Tipos de culinária e experiências gastronômicas
Com a proposta de atender um público diverso e multicultural, os 87 estabelecimentos distribuídos entre a Blue Zone e a Green Zone da COP terão diretrizes próprias para elaboração dos cardápios. As cozinhas serão divididas entre seis categorias, que vão da culinária VIP internacional à brasileira regional, incluindo também opções italianas, pan-americanas e menus exclusivamente veganos e vegetarianos.
Nos espaços VIP, espera-se uma apresentação contemporânea de pratos tradicionais, com técnicas refinadas, porém alinhadas ao conceito de sustentabilidade.
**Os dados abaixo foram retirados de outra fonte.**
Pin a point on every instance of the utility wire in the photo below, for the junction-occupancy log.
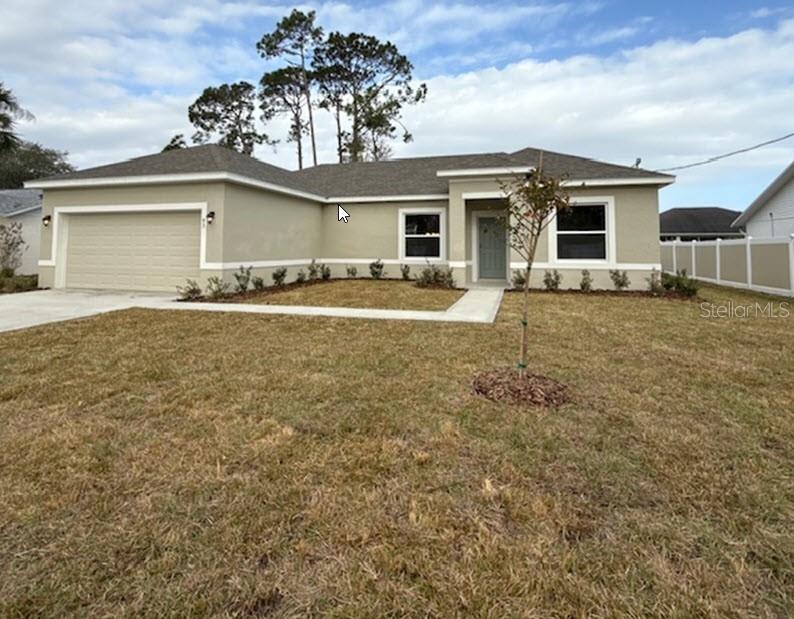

Já nos quiosques populares, onde lanches rápidos serão vendidos, há recomendação explícita para “evitar carne vermelha” em opções como snacks, tapiocas e salgados.
A comercialização das refeições deverá ocorrer entre os dias 3 e 28 de novembro, com preços acessíveis previamente avaliados pela OEI. Bebidas alcoólicas, por sua vez, só poderão ser vendidas das 15h às 21h e exclusivamente por operadores autorizados.
Segurança alimentar como prioridade
Em resposta às críticas e dúvidas levantadas desde a publicação do edital, a OEI reforçou que todas as medidas seguem rigorosamente os protocolos da Anvisa e as diretrizes da UNFCCC, que busca integrar boas práticas alimentares aos pilares da sustentabilidade. Segundo a entidade, a restrição de ingredientes como ostras cruas, carne malpassada e açaí cru visa garantir a saúde dos participantes diante das altas temperaturas e da logística alimentar complexa do evento.